You could look at my more detailed post here, although no sourdough goes anywhere near this, I should advise in advance.

See: http://www.thefreshloaf.com/node/15953/crumpets-and-muffins

Best wishes

Andy

SallyBR's picture
SallyBR

Would you believe I had this bookmarked in my computer and just never got around to doing it?  The sourdough variation mesmerized me, but now I'll try this version, and report back

 

thank you!

SallyBR's picture
SallyBR

For those interested, I uploaded a few photos (quite self explanatory) to my PIcasa album

https://picasaweb.google.com/SallyBR2007/SourdoughCrumpets?authkey=Gv1sRgCKWsk8u848-wHQ#

SallyBR's picture
SallyBR

Ok, Andy....

made those today!

Much, much, MUCH better, I think I'm on the right track - now, my batter was sooooo elastic, that there was no way to scoop it out, in fact the best way was to pull a bunch of it, and let it more or less fall in the ring, then cut with scissors to prevent excess batter from dripping in.   Tricky to explain, but maybe you get what I mean

My mistake this time was to fill some of the rings too much - I now realize that less batter is the ticket to have the holes stay open when you flip the crumpet, because all the batter will be  more stabilized and almost fully cooked when you flip them

Thank you!  I insert two photos of today's production, my husband asked me to say a big THANK YOU from him  ;-)

ananda's picture
ananda

Hi Sally,

my best tip is to use a piping bag to deposit the batter into the rings

Best wishes

Andy

SallyBR's picture
SallyBR

I guess you have never seen me attempting to use a piping bag, right?   ;-)

 

Let's say I've got "issues" with it...  

SallyBR's picture
SallyBR

Well, so much for my assessment.... beloved husband is ooohhhing and aaahhing over those.   Go figure.

 

I still want to try the recipe from this site next weekend.  I'm sure they will turn out better, at least for my taste... ;-)

SallyBR's picture
SallyBR

if anyone is interested....

 

here is the link

 

http://bewitchingkitchen.com/2011/07/28/a-tale-of-two-crumpets/

Brotfan's picture
Brotfan

Hi Sally,

I've been wanting to try this out for ages, but couldn't find crumpet/muffin rings anywhere.

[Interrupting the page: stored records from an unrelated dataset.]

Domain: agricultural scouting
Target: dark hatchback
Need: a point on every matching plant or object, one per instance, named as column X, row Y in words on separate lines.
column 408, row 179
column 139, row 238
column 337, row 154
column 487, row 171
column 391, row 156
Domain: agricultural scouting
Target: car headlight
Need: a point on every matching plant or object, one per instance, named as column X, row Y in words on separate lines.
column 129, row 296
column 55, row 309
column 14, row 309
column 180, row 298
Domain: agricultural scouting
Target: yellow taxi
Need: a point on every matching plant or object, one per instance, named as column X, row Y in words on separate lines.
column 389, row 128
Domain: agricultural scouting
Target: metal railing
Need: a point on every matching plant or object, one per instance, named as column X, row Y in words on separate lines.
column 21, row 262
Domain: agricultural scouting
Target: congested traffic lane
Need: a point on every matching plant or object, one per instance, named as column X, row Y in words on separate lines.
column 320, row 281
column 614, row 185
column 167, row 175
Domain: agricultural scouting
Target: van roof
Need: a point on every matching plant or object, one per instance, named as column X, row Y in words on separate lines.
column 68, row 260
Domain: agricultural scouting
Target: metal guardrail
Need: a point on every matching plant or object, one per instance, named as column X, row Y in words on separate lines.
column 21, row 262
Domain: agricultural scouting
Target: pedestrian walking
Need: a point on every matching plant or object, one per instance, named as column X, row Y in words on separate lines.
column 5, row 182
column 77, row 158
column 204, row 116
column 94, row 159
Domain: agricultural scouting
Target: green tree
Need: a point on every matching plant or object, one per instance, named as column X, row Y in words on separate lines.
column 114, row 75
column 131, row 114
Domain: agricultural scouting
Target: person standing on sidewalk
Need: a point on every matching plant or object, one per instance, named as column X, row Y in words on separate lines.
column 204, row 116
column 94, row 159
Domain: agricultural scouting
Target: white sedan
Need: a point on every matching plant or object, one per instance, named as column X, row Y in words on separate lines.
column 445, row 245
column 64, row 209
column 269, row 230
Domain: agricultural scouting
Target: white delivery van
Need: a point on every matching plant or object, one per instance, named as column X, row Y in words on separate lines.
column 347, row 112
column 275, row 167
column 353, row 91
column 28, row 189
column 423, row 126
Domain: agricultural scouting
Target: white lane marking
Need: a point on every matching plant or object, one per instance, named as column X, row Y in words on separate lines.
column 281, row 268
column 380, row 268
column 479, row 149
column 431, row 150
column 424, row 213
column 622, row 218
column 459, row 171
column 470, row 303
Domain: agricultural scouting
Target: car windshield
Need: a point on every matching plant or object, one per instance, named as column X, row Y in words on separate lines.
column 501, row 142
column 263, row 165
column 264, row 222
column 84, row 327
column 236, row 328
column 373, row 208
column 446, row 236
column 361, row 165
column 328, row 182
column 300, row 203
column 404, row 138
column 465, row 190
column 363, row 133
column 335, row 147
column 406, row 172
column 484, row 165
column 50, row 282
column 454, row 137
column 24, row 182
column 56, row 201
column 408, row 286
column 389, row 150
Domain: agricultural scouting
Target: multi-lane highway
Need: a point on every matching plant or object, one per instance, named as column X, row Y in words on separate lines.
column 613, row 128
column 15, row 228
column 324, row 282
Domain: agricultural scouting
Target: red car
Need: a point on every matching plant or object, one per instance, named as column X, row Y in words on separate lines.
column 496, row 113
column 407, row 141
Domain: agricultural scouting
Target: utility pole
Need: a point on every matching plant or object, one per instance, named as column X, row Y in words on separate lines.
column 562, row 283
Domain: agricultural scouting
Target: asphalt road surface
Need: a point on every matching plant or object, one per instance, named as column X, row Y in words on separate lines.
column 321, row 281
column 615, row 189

Where did you get yours?

Thanks

Kirsten

SallyBR's picture
SallyBR

I bought mine at a store in town called International Pantry, the only place that had them where  I live

If I had not found it there, I would have to order online in amazon.com or other appropriate venues

They are cheap, and work very well!

hope you find them soon

anneatkins's picture
anneatkins

I make them using 3 or 4 safety opened (I invested in a can opener that removes the tops completely, much nicer), cleaned out (run through dishwasher!) greased tuna cans.